Repository files navigation

refreerank

A project using the UK REF data sets to collaboratively re-rank the publishing venues and UK Computer Science departments.

Objective

The UK Research Excellence Framework (REF) that took place in 2014 was a peer-reviewed process that attempted to objectively rank UK Higher Education academic departments based on the quality of their research. Academic staff from each department were asked to submit their top four outputs from between 2009 and 2014 for peer review. The submitted pieces were reviewed -- at great expense (of time and money) -- and the departments were ranked based on the opinions of the reviewers. These submissions, as well as the outcomes, can be accessed from the REF 2014 website.

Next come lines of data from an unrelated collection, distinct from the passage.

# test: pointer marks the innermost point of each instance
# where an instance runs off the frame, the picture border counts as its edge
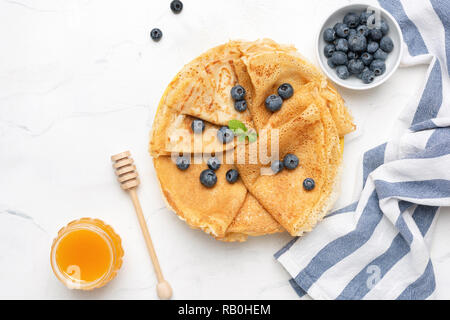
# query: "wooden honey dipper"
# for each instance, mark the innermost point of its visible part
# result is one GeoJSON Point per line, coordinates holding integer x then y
{"type": "Point", "coordinates": [129, 180]}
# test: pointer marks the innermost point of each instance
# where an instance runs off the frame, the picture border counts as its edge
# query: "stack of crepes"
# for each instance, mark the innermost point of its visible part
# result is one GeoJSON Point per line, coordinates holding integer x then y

Despite being peer-reviewed, the REF process was not uncontroversial: A number of top UK scientists devoted a very large amount of time to evaluating the thousands of submitted works; the final judgments of quality depend on what is still a relatively small college of experts and may still contain biases; the task of selecting the experts to sit on the expert panels implies a pre-existing judgment of research quality. The final rankings produced were widely discussed.

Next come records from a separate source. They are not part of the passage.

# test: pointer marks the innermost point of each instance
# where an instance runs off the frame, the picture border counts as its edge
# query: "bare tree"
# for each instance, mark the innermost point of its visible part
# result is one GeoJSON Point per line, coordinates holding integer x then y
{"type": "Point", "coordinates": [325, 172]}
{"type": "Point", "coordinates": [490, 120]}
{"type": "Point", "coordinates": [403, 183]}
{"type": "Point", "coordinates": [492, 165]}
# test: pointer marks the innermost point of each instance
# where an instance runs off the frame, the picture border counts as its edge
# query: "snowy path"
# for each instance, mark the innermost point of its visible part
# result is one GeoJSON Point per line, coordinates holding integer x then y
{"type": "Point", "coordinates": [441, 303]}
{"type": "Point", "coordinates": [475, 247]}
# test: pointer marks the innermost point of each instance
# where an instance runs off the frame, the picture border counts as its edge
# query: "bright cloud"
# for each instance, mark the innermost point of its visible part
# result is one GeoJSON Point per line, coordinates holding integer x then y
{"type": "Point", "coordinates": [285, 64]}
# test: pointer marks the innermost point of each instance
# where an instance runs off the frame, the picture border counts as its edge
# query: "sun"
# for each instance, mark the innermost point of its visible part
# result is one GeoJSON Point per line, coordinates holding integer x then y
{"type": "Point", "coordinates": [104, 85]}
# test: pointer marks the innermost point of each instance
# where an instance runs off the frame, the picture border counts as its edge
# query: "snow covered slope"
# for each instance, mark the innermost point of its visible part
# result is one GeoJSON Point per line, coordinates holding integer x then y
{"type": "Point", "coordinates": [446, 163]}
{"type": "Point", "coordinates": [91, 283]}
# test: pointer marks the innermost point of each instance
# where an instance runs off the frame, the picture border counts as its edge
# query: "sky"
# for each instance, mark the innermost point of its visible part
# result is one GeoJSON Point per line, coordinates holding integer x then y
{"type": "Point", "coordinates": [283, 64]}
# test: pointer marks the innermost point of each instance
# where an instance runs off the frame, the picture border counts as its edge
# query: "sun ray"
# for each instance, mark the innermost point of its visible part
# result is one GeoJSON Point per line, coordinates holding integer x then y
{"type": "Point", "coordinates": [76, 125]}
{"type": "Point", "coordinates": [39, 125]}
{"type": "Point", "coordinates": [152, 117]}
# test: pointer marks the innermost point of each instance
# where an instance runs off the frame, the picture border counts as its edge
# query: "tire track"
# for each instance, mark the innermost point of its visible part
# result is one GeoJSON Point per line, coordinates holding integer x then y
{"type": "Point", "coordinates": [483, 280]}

Was all of this expense necessary?

We note that the in mere act of selecting papers for review, authors and institutions are inherently making a value judgment about the quality of their recent work. Thus, it can be assumed that, for any particular author, the works selected tend to be of a higher quality than works that they did not choose to include.

This selection enables us to perform an independent evaluation of publication venues, and hence academic institutions. By aggregating over the subjective quality decisions of tens of institutions and hundreds of authors, we create a participatory ranking system. We show that, when applied to the field of Computer Science, this peer-to-peer ranking reproduces some of the findings of the REF, whilst also creating some surprises.

What we did

We matched the works submitted for evaluation with publications recorded in the dblp database, an open-source record of computer science publications, using custom fuzzy matching techniques. From this database, we were also able to identify other published work that authors chose not to submit to the REF process between 2008 and 2014. Based on the combination of these selected and unselected works, we evaluated various publication venues (conferences and journals) to see whether research presented at some venues was systematically selected by authors for inclusion in the REF submission over research that they presented in other (presumably less prestigious) venues.

To estimate the venue quality, we made flow graphs describing researchers' quality judgments about different publication venues: given a set of selected and unselected publications at specific venues, we build a directed graph from all the venues of unselected papers to all the venues of selected ones. We then compute the stationary distribution of this directed graph, representing the probability of reaching a venue after a long random walk through this graph. Heuristically, the steps follow the subjective quality judgments and higher quality venues are more likely to be reached.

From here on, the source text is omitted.